Subscribe to the Non-Human & AI Identity Journal

What breaks when malicious instructions are embedded in a Claude Code project file?

The trust model breaks because the assistant treats repository context as inherited authorization. A malicious file can cause the agent to justify harmful actions as approved work, even when the same request would be refused in a direct prompt. Teams should treat project instruction files as security-sensitive inputs, not harmless documentation.

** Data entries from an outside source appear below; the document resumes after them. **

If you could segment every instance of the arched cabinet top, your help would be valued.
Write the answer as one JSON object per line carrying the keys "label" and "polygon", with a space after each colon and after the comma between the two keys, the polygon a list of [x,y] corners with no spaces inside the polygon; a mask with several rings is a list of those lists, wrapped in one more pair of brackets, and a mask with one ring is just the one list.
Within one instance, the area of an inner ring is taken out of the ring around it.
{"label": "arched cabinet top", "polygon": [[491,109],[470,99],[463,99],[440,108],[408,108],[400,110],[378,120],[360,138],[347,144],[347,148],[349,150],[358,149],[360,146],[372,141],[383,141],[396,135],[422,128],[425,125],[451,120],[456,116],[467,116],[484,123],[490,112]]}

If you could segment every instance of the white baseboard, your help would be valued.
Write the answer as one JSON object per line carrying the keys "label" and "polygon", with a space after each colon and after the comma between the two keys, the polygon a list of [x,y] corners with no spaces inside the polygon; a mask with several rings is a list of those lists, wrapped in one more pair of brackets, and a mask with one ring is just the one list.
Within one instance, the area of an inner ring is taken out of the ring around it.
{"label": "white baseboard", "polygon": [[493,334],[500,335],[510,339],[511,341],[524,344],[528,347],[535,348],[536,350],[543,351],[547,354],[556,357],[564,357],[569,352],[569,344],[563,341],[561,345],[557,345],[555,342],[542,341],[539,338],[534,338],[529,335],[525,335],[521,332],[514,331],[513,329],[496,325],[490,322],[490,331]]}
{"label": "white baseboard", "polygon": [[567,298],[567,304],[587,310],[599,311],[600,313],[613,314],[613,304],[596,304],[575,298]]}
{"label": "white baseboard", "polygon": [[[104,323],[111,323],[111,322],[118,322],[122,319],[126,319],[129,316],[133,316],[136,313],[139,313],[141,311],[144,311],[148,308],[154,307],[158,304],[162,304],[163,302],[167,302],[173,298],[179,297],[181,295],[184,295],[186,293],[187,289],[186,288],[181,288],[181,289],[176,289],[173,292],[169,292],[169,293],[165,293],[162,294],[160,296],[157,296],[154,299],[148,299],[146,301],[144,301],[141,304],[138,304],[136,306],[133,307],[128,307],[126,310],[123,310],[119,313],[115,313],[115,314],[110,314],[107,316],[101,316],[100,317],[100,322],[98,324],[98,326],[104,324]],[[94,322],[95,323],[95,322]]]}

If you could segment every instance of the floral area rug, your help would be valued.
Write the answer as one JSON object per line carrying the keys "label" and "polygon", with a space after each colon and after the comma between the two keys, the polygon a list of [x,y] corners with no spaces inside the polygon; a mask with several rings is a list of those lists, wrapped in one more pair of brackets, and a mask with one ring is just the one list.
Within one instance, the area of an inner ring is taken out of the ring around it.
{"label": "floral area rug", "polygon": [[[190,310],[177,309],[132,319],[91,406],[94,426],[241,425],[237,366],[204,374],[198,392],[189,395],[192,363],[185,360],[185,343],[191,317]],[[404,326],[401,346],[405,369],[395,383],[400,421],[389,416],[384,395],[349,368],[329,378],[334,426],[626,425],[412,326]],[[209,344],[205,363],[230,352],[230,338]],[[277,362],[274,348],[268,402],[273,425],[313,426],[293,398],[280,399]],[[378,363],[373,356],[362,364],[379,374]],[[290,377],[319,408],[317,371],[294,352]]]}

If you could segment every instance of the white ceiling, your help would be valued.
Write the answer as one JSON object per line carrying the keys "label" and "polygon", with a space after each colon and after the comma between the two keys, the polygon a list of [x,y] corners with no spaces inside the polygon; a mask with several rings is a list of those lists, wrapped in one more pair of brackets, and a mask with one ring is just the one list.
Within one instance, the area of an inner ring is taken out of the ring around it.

Why This Matters for Security Teams

Malicious instructions in a Claude Code project file are dangerous because the agent does not experience the file as “just text.” It treats repository context as part of the work scope, which can convert an attacker-controlled instruction into apparent authority. That shifts the problem from prompt injection to delegated execution, where the agent may justify file access, code changes, or tool use as if they were legitimate tasks.

This is why current guidance on agentic systems emphasizes context-aware control rather than trusting static prompts or repository boundaries. NIST’s NIST Cybersecurity Framework 2.0 supports the broader principle of protecting assets and managing access, but agentic workflows add a sharper edge: the instruction source itself can become the attack path. NHI Management Group’s Analysis of Claude Code Security highlights that these project-scoped instructions should be treated as security-sensitive inputs, not developer convenience files.

In practice, many security teams encounter this only after an agent has already followed a poisoned instruction file and produced unauthorised tool actions that looked like normal productivity work.

How It Works in Practice

The failure mode starts when the agent reads a project file and merges it into its working context as if it were trusted operational guidance. If that file contains hostile instructions, the model may reinterpret user intent, broaden scope, or suppress safeguards because the repository content appears to come from the project owner. The result is not simply “bad advice.” It is an authorisation confusion problem.

In agentic environments, the safer pattern is to separate three things: what the agent can read, what it can decide, and what it can execute. That usually means policy enforcement at request time, not just at setup time. A runtime policy layer can compare the current task, file origin, tool call, and target resource before allowing action. That aligns with the direction of NIST Cybersecurity Framework 2.0, and with current agentic security guidance that treats tool use as a privileged operation.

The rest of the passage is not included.